ただそれだけの、非常に大らかな貯金方法だった可能性があります。

② 何人の諭吉さんがいるのか覚えていなかった

26人もいれば、1人や2人いなくなっても分からない。

修学旅行の点呼としては完全に失格ですが、へそくり管理としては平和です。

そのため、諭吉さんには、その後も数回ほど修行僧(俺)の財布へ移住していただきました。

移住先では、お昼代や飲み代など、地域経済の活性化に貢献してくれました。

⚠️ 妻のへそくりを見つけたときの正しい対応

ここまで読んで、「自分も妻のへそくりを探してみよう」と思った方がいるかもしれません。

しかし、家庭の平和を守りたいのであれば、無断で財布へ移住させるのはおすすめできません。

夫婦のお金には、それぞれの家庭のルールがあります。

へそくりには、急な出費への備え、家族へのプレゼント、老後資金など、本人なりの目的があるかもしれません。

見つけたときは、問い詰めるよりも、まず家計の状況や貯蓄の目的を確認することが大切です。
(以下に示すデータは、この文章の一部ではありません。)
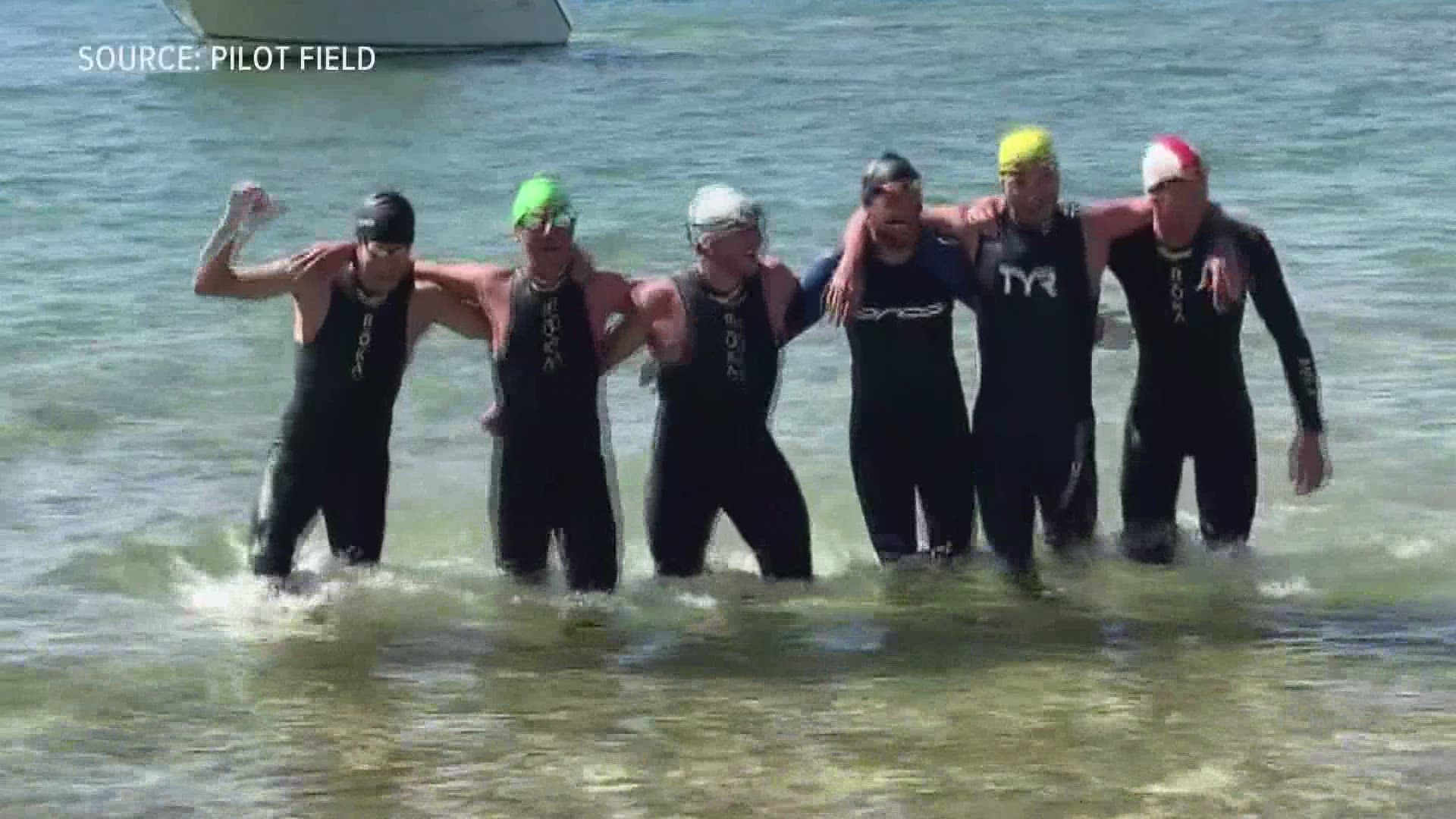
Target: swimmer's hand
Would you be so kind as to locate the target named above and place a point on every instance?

夫婦円満を守る最も確実な方法は、見なかったことにすることかもしれません。

特に、隠し場所がお釈迦様(女房)の管理下にある場合、下手に触れると天罰が下る可能性があります。

🔥 このへそくりが後の大事件につながる

こうして、ラップの箱に隠されたへそくりと、修行僧(俺)による諭吉さんの移住計画は、誰にも知られないまま続きました。

お釈迦様(女房)は毎月少しずつお金を追加します。

修行僧(俺)は、ときどき人口調査を行います。

一見すると、平和な夫婦の日常です。

しかし、この出来事が、のちに我が家を揺るがす大事件の伏線となります。

ラップの箱から始まった物語は、思いもよらない方向へ進んでいくのです。

そのお話は、また別の機会に。

🙏 最後まで読んでくださった皆さまへ

数ある記事の中から、修行僧(俺)とお釈迦様(女房)のへそくり騒動を最後まで読んでくださり、本当にありがとうございます。
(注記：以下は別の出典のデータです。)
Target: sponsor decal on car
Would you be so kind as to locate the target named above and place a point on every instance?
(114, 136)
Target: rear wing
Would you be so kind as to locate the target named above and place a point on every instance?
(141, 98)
少しでも笑っていただけたり、「うちにも似たようなことがある」と楽しんでいただけたりしたなら、とてもうれしいです。

夫婦の数だけ、お金のルールと秘密があります。

皆さまの家庭に、笑顔と平和、そして見つからない程度のへそくりが残りますように。

最後までお付き合いいただき、心より感謝いたします。

※この記事はフィクションです。登場する人物・金額・出来事などは創作であり、実在する人物や団体とは関係ありません。